If development practitioners aim to improve people’s lives – either by providing improved healthcare or ensuring access to justice – they need to engage with the multiple providers of these services that people actually use, rather than just one part of the system.
In 2012, while interviewing a chief in Sierra Leone, our discussions were interrupted by a couple who had come to see the chief to resolve a dispute. The man was standing for Parliament in the 2012 elections and someone had defaced his campaign posters. When the woman reproached the alleged culprit, he verbally abused her. The chief deemed the defacement of the campaign posters a matter of electoral law and thus outside his jurisdiction. He encouraged the couple to take the matter to the Sierra Leone Police, despite the couple’s plea that the chief could act much faster. However, the verbal abuse suffered by the women did fall within the chief’s jurisdiction under customary law. After establishing the name and address of the accused, the chief issued a summons requesting that he attend a hearing at the chief’s house that weekend. The woman paid the chief a fee of 25,000 Leones (approximately 3.40 GBP) for the issuing of the summons and the couple departed.
More than 15 years of reforms of the justice sector in Sierra Leone have focused overwhelmingly on state systems [^], despite the fact that the majority of Sierra Leoneans access justice through alternative means. While ‘informal’ dispute resolution is not always benign, the above story does make clear the disconnect between donor-sponsored reforms and the reality of how justice is sought at the local level.
Similar challenges can be seen in the health sector. During research in Sierra Leone [^] this year, communities spoke of taking sick infants to traditional healers, rather than government-run clinics, because they were more accessible, affordable and provided important treatments for spiritual causes of illness. This is despite massive investments in the health sector and the launch of the Free Health Care Initiative [^] in 2010, making basic health services for pregnant women and children under five free (at least in theory).
Reforms of state provided services – both in the justice and health sectors – are clearly important. In Sierra Leone, more people trust the police than in the past and more mothers are utilising health clinics [^], helping to reduce appalling rates of maternal and child mortality. Yet, in both sectors, these state providers exist within plural systems in which a variety of providers of care and dispute resolution interact in often highly cooperative ways. There are examples of police referring minor cases to chiefs for customary dispute resolution; and cases of government health clinics referring illnesses deemed to be ‘spiritual’ to traditional healers. Development interventions must understand these interactive delivery systems if their interventions are to be effective.
Furthermore, given ongoing accessibility issues, it is not surprising that formal providers exist within a broader network of providers. In one community we visited earlier this year, for instance, the nearest health facility is 5 kilometres away, no one in the village owns a vehicle and there is no phone signal to call for outside help. As a result, households only make the expensive trip (or, more often than not, the long walk) to the clinic when absolutely necessary.

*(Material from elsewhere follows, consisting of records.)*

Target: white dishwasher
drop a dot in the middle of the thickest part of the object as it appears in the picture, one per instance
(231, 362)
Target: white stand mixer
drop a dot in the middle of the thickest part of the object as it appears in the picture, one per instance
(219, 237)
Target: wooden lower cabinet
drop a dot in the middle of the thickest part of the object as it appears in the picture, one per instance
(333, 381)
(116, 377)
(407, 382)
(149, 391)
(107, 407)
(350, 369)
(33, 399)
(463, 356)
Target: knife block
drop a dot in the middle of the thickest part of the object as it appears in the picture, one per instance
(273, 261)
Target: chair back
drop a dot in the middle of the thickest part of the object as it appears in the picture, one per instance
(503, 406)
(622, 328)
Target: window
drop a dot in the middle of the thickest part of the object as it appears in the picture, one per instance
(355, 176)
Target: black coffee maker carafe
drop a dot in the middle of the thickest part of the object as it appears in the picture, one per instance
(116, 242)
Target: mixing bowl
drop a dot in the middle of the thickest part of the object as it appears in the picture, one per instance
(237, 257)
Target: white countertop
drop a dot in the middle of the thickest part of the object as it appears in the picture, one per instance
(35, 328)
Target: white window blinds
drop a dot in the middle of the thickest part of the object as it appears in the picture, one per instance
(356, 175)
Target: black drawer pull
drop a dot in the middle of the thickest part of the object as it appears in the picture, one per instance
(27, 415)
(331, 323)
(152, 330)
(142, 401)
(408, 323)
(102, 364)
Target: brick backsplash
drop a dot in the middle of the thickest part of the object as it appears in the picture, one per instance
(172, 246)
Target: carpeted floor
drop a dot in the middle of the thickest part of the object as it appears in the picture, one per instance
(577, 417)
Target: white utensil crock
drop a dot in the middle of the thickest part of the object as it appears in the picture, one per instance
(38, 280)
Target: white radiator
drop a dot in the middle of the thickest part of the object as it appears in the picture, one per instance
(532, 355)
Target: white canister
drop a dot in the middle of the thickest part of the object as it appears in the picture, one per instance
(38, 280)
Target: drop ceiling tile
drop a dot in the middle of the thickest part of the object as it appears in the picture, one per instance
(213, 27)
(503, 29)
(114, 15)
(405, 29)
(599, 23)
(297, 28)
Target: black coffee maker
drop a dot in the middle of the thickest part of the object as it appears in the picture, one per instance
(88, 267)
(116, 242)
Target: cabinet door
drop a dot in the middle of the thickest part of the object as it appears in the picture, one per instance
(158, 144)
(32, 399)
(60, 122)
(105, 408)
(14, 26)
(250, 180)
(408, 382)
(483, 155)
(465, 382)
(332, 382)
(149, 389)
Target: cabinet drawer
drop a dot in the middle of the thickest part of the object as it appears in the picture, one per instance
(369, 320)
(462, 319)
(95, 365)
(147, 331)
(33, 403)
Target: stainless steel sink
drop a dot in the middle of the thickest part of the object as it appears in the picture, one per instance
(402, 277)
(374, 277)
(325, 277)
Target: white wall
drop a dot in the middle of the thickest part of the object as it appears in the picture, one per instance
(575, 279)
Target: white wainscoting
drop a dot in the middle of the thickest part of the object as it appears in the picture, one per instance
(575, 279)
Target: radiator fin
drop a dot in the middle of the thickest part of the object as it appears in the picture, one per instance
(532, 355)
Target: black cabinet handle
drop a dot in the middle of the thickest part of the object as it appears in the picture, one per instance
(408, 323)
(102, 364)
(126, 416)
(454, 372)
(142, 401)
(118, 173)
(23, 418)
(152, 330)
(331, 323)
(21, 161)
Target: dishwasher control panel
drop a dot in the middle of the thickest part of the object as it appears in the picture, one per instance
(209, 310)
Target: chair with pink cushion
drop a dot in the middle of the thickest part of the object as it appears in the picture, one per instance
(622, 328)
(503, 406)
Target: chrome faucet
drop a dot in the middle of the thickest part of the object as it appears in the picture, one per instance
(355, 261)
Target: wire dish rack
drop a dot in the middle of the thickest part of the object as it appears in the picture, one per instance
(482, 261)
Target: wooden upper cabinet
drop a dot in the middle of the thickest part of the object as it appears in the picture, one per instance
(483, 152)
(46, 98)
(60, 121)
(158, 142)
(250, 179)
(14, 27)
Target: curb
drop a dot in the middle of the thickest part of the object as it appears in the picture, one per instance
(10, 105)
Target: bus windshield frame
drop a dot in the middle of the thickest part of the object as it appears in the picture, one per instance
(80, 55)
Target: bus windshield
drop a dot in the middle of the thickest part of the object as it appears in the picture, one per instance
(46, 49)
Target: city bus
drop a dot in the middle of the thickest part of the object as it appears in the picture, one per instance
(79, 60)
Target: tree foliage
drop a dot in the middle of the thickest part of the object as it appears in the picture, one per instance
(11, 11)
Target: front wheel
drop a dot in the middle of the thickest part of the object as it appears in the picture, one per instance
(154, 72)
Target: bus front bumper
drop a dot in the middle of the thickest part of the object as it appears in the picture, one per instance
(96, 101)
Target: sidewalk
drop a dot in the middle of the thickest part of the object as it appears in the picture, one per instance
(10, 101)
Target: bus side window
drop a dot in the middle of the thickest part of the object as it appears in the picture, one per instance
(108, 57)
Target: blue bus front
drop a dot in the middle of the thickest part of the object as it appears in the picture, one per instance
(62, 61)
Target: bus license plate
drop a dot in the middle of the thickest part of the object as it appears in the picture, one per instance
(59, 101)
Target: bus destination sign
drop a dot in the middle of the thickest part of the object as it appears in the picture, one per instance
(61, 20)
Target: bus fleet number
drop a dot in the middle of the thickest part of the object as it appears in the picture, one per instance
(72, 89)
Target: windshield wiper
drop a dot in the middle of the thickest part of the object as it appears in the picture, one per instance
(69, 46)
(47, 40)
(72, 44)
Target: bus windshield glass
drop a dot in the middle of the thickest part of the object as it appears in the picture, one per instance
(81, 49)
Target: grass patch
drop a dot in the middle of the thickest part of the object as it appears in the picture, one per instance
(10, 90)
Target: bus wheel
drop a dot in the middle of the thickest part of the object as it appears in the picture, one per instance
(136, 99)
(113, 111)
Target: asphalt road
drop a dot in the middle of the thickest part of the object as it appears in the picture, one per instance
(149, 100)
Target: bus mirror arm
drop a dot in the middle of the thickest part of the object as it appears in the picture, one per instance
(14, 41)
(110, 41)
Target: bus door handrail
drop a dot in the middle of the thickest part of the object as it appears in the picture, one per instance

Recently, three women have given birth on the walk to the clinic and one of the children died. Communities innovate alternatives to help them deal with the illnesses, disputes and other problems that are a part of life everywhere.
Understanding local and community dynamics of service delivery
Are there dangers of engaging with a broader set of providers? Of course. Chiefs in Sierra Leone can enforce highly discriminatory customary laws that contravene peoples’ rights, particularly those of women. Traditional healers can diagnose illness in ways that overlook biomedical causes and can thus leave patients dangerously ill or worse. But these challenges should be a reason to engage these actors – not to overlook them in the hope that they will simply disappear.
What is more, state service delivery is not without tremendous shortcomings. A number of government health clinics are consistently reported to routinely charge patients for services that are meant to be free – denying people services that the state has promised. Medicine stock outs [^] are common occurrences, leading people to rely upon unregulated drug peddlers [^] selling expired or counterfeit medication. Clinic staff are poorly trained and have been found to misdiagnose [^] patients in some cases. Sierra Leone’s justice system fares no better. Magistrate courts are located only in district capitals – making them highly inaccessible. There are extreme shortages [^] of magistrates, prosecutors, lawyers and judges throughout the country – resulting in high case backlogs and incredibly high rates of pre-trial detention.
If development practitioners aim to improve people’s quality of life – either by providing improved healthcare or by ensuring access to fair and speedy justice – then they need to engage with the multiple providers of these services that people actually use, rather than just one part of the system that external actors would ideally like people to use. Some work has begun in this vein. For example, some traditional birth attendants have been trained [^] in Sierra Leone and cooperate with government health facilities by bringing women in labour to deliver at the clinic, rather than at home. But much more recognition of the interactive nature of delivery systems is needed.
Understanding service access beyond the state: A networked perspective
This can start by developing an understanding of how people actually navigate delivery systems – be it in healthcare, justice or other sectors. Providers rarely exist as discrete options that people utilise in isolation. Rather, people try multiple providers at once and often move between them. Because providers exist within an interactive system, engaging with one part of this system will necessarily have consequences for the other parts. As a result, development interventions must understand the interconnections and the impact (limited or otherwise) that tinkering with one part of a system can have.